Ueber Hochofenschlacken und deren Verwerthung.
In einem Vortrage in der Society of Arts besprach Gilbert Redgrave die Verwendung, welche
Hochofenschlacken in England gegenwärtig finden. Während die Schlacken im
Allgemeinen die verschiedenartigsten Bestandteile in verschiedenen Verhältnissen
enthalten, zeichnen sich Schlacken von ein und demselben Betrieb durch grosse
Gleichmässigkeit ihrer Zusammensetzung aus. So zeigten die Analysen, welche D. Cowan 1887 bis 1889 von Schlacken der
Carron-Eisenwerke ausgeführt hat, Unterschiede von weniger als 0,5 Proc.
Kieselsäure, und die grösste Abweichung in der Summe von Kalk, Thonerde und den
übrigen Basen betrug weniger als 1,5 Proc.
Verf. hebt hervor, dass sich um die Verwerthung von Schlacken besonders Charles Wood verdient gemacht hat (vgl. Lürmann in diesem Referat weiter unten).
Wir wollen zunächst die Verwendung von in Blöcken gegossener Schlacke zur
Pflasterung, für Bekleidungen u.s.w. erwähnen. Einen bedeutenden Fortschritt hat
diese Industrie in den Händen der Tees Scoriae Brick
Company gemacht. Ein Uebelstand, der seiner Zeit der Verwendung dieser
Steine sehr im Wege gestanden ist, ihre glatte Oberfläche, kann nunmehr als
beseitigt betrachtet werden: Man giesst je zwei Blöcke, mit einer Kerbe versehen,
zusammen, und trennt sie nachher durch einen kräftigen Schlag. Die mit derartigen
Blöcken hergestellten Wege sind leicht rein zu halten und recht widerstandsfähig;
Pflaster, welche in Middlesborough vor 11 Jahren gelegt und durch lebhaften Verkehr
sehr der Abnutzung ausgesetzt waren, sind heute noch in ganz gutem Zustande.

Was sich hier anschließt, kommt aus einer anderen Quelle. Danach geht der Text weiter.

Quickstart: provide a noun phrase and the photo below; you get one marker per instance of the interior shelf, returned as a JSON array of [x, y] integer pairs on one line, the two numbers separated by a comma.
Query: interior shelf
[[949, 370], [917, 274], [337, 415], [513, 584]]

Um die gegossenen Stücke vor Bruch zu bewahren, müssen sie gerade so wie Glas
möglichst langsam gekühlt werden. Dabei werden sie um etwa 5 Proc. dichter. Mit
Portlandcement bildet diese getemperte Schlacke ein Concret von bedeutender
Festigkeit. Jones' Annealed Concrete Company in
Middlesborough stellt solche Massen für Pflasterungszwecke her. Sie bieten den
Vortheil, bei starker Frequenz der Strasse nicht glatt und schlüpfrig zu werden wie
Granit und sollen derselben ein gefälliges Aussehen ertheilen.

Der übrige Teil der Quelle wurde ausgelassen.